A space for thinking out loud and inviting others to join the refining process. Justice, mission, politics, the city. Everything is connected. Theology is life.

Thursday, August 23, 2007

relational networking as norm

Occassionally, I travel to speak with churches in various places and every now & then I'm asked a question by an individual or two: How will people find you if they come into town and they want to use the phone book to find a church? My answer: They probably won't find us (though they would likely find us if they used the internet rather than yellow pages) becasue this is all really rooted in the networks of relationship. Relationship is a powerful medium. When we experience loss in ministry, it hurts more ( I've even felt this impact recently). When we experience victory, we're filled with joy because of the impact of relationship, and I've celebrated this joy many times. It is a powerful medium for the Gospel.

This morning I drove Malissa Endsley and a young women who has been living with her for the past few years to LaGuardia Airport. This young woman is going to college on the "left coast" in L.A. The two of them are staying at the McCullom's this week. The McCullom's are a couple working to reach the diverse populations of West Hollywood through planting organic/simple churches. I've been in their home, shared lunch standing by a taco truck, and enjoyed dinner in a Thai diner, and Malissa, also acquainted with the family, knew to make a phone call before their trip out west. Our young Bronxite turned Californian has an opportunity to meet them and stay in their home because of Malissa's relationship to them.

If we read Rodney Stark's Rise of Christianity, it is likely that it wasn't much different during his mission work stretching across the Mediterranean region. Paul leveraged his Jewish connections, networked with former co-workers, and took advantage of family/friendship relationships throughout the diaspora.
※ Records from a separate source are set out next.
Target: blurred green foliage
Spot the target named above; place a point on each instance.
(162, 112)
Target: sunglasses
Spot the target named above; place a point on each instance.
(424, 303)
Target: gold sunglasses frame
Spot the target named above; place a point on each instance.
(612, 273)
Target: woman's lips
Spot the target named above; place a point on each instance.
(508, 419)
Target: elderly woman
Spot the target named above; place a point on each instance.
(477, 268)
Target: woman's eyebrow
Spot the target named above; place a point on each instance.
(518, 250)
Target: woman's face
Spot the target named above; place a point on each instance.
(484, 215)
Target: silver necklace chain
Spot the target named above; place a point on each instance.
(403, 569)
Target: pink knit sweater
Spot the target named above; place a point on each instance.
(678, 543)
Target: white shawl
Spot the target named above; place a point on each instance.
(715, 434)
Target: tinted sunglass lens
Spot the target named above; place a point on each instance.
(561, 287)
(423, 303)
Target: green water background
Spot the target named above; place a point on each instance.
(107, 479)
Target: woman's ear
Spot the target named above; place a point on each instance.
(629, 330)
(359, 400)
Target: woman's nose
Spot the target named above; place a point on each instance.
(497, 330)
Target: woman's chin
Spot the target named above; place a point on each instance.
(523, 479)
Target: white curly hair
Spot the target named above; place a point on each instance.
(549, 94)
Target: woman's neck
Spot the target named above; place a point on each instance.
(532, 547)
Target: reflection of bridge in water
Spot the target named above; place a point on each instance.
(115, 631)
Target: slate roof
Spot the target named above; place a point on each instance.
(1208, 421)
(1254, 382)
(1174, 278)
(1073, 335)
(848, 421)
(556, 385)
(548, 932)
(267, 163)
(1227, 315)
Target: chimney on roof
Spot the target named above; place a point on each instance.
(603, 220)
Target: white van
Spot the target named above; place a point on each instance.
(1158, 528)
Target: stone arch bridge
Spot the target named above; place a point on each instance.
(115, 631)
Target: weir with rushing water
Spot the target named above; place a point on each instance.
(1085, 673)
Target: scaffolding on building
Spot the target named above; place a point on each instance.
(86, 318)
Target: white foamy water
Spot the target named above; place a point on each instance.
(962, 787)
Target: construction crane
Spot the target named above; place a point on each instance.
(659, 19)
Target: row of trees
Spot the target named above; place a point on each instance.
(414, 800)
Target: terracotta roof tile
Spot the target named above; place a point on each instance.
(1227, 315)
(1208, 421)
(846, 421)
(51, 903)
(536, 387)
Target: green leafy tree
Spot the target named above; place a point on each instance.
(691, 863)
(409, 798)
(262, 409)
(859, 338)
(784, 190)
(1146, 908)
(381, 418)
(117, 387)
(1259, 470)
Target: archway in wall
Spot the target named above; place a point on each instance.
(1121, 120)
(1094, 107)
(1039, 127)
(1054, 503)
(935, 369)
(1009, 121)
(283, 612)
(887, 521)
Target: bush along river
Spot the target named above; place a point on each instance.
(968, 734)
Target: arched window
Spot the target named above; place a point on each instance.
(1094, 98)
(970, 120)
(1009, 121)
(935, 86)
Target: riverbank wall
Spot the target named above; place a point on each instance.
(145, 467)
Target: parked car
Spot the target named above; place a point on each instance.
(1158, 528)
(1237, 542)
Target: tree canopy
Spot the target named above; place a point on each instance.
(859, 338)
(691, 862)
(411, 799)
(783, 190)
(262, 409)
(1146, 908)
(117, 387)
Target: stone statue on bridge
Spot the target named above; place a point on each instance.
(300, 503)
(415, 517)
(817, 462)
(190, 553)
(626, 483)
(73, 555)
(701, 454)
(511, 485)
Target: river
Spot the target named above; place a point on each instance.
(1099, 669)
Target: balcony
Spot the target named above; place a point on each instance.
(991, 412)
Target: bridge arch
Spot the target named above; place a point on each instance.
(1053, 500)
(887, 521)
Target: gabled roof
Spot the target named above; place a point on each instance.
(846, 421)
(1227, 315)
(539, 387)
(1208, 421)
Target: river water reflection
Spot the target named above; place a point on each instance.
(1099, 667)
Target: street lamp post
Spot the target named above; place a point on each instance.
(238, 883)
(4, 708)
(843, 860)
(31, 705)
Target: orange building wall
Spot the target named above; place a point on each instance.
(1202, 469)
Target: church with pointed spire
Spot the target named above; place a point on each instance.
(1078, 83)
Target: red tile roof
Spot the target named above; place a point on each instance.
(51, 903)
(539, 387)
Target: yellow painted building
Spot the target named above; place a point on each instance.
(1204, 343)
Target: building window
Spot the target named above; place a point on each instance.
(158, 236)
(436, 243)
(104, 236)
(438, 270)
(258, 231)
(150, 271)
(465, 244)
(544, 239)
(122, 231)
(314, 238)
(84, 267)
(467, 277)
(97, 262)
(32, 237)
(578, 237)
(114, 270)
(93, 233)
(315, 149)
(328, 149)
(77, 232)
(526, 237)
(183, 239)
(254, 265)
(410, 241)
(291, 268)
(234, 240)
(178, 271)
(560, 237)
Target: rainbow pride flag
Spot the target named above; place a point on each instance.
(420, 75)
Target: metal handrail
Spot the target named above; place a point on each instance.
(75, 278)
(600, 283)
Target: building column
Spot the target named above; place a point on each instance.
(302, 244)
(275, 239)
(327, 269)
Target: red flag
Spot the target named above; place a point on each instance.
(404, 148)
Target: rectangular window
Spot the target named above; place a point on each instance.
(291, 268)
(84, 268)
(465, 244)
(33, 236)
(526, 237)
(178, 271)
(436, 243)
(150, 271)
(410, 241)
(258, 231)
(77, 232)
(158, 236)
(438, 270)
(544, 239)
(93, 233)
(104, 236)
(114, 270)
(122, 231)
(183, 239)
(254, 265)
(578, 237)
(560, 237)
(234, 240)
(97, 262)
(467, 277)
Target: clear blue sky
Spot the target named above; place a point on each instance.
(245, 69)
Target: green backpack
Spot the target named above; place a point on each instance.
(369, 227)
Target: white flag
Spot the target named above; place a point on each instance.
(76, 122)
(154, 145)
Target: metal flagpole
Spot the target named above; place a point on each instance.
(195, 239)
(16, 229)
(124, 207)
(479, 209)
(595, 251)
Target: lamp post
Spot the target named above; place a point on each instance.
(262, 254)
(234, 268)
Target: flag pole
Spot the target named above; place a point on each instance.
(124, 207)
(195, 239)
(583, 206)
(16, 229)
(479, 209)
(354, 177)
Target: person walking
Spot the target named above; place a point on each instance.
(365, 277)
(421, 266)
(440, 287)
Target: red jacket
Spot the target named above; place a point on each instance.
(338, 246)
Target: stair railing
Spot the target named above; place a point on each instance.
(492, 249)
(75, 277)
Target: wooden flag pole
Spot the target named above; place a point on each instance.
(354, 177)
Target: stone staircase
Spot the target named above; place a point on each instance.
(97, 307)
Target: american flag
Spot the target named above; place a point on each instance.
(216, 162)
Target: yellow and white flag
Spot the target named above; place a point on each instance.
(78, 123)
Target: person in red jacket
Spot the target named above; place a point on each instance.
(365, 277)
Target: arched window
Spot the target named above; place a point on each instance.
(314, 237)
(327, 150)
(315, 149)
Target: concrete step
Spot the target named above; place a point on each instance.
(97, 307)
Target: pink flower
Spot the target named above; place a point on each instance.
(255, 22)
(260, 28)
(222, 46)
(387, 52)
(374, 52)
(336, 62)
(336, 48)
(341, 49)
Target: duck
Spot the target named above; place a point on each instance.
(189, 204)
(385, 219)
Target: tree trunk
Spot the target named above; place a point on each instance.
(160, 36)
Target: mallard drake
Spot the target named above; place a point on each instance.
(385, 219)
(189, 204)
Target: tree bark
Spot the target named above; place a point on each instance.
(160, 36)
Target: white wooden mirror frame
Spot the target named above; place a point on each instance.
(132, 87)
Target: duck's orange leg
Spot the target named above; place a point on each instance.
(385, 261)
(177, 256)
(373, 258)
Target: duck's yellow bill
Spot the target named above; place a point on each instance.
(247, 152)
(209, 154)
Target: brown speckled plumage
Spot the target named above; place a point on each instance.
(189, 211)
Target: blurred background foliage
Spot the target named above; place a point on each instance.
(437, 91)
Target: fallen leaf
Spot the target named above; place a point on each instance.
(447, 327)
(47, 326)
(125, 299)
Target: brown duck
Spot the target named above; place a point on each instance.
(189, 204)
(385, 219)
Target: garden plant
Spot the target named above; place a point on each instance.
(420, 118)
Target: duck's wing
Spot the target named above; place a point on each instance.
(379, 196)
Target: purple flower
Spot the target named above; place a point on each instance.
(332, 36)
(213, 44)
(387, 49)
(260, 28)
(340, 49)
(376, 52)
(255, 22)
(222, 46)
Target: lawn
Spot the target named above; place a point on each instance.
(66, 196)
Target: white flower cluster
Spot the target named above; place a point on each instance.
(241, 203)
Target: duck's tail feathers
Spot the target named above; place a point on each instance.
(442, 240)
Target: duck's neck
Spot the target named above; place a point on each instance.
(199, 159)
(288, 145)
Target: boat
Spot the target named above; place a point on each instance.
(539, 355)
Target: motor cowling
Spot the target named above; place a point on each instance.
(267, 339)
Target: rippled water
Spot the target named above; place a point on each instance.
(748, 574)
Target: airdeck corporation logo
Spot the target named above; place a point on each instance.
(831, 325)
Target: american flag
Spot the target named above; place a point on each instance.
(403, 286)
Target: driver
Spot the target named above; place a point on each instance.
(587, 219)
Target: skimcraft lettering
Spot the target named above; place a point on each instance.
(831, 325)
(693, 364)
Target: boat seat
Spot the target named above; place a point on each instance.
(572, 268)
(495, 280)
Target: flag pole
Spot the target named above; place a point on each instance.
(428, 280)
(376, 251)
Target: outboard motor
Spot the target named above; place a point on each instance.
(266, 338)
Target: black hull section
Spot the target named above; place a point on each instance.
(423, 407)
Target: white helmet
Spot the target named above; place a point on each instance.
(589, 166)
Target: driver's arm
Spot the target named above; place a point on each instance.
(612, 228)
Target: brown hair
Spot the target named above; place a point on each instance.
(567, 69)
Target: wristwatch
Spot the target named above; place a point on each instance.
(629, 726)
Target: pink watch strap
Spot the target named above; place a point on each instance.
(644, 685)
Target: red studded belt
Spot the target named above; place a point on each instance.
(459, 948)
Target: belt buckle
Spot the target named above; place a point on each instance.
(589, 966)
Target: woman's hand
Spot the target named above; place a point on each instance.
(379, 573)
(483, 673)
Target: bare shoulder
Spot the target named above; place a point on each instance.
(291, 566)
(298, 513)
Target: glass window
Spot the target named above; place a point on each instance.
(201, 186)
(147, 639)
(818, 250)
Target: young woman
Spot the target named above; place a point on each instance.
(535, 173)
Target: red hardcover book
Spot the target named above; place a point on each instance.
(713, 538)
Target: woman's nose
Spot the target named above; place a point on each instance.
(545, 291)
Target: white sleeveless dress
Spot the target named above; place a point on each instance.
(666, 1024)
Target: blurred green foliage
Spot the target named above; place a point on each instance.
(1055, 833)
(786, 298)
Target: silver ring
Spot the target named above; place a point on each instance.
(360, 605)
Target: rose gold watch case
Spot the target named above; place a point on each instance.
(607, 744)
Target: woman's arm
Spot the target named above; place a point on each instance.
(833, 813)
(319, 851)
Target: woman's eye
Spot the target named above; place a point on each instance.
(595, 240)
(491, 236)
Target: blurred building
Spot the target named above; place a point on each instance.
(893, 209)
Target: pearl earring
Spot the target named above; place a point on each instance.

The early church was connected through a web of relationships. Connecting through relationship rather than primarily through signs, buildings, and yellow pages (although our internet presence is actually quite substantial), but in a world of MySpace, Facebook, YouTube, Google, Skype, and other such tools we find that relational networking is once again coming out onto center stage.

It is a new world indeed, and I've thought a lot over the last year about the value of missional experimentation. The reality is that many of us have been doing what missionaries have been doing overseas for years. We've been attempting to figure out how to faithfully practice missional engagement in our North American context. We, as a people, have generally thought as if missions is something that only happens "over there" somewhere. However, now that that myth is steadily fading, we must emerge from our religious enclaves to do the painful work of trial & error discovering how to engage -- as a people on mission -- with North American cultures.

God is indeed moving and doing some interesting things and teaching us a great deal along the way. I'm thankful for the many missional, incarnational workers across this continent who become a node in a web of relationships and missiological experimentation. As a result, none of us ever need to be truly alone.